If he can have a good attitude about it, the rest of them would be big babies not to follow suit.

“These fucking pencils keep breaking,” Sven practically shouts. “And I can’t draw. All my people look like cats.”

“Retarded cats,” a voice calls from one of the tables, eliciting a round of muffled laughter from the rest of the less-than-thrilled artists in the room.

“You can’t say that word,” Sven shouts over his shoulder. “It’s fucking insensitive. And my cousin has Down’s syndrome, and that kid is ten times smarter than all of you meatpie heads put together.”

“And probably ten times better looking than you,” a defenseman I believe is named Pete shoots back, summoning another round of guffaws.

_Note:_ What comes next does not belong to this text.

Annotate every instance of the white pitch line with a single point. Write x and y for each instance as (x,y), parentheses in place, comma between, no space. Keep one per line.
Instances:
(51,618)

“Yeah, maybe, but your mother wasn’t complaining last night,” Sven says, prompting Pete to shout for him to “shut the fuck up,” and a blond guy to dissolve into snorts of laughter so intense he blows his drawing-in-progress off the table onto the floor.

“Okay, everybody calm down,” Ian says as he shifts closer, making me feel even safer.

Should Slavic Sven experience a mental break and lunge at me with that pencil, I have no doubt Ian will have him on the ground begging for mercy in five seconds flat. I’ve seen Ian’s protective reflexes in action. One time, a couple of years ago over holiday break, Derrick and I were out for drinks with Ian, his girlfriend, Whitney, and a bunch of their friends and some drunk asshole grabbed Whitney’s ass while she was playing darts.

Before she had time to do more than cry out in shock, the creep was under Ian’s knee, begging for mercy.

I’m not usually the type who gets weak in the knees over displays of aggression, but Ian was just so calm and efficient about the whole thing. He didn’t yell or freak out, he simply put the man out of commission and gave him a stern talking-to while the guy whimpered that he was sorry and swore he’d never touch a woman without permission again.

By the time Ian lifted the groper into the air and carried him to the door by the back of his shirt, he’d transformed the ovaries of every woman in that bar into puddles of quivering goo.

He’s just so chivalrous and gorgeous and protective in a way that’s sexy instead of smothering. Derrick barges into other people’s business, certain he’s the only one who can solve their problems. Ian is happy to stand back, respect his friends’ boundaries, and let people make their own decisions, only stepping in when it’s clear his help is needed as an ally and decent human being.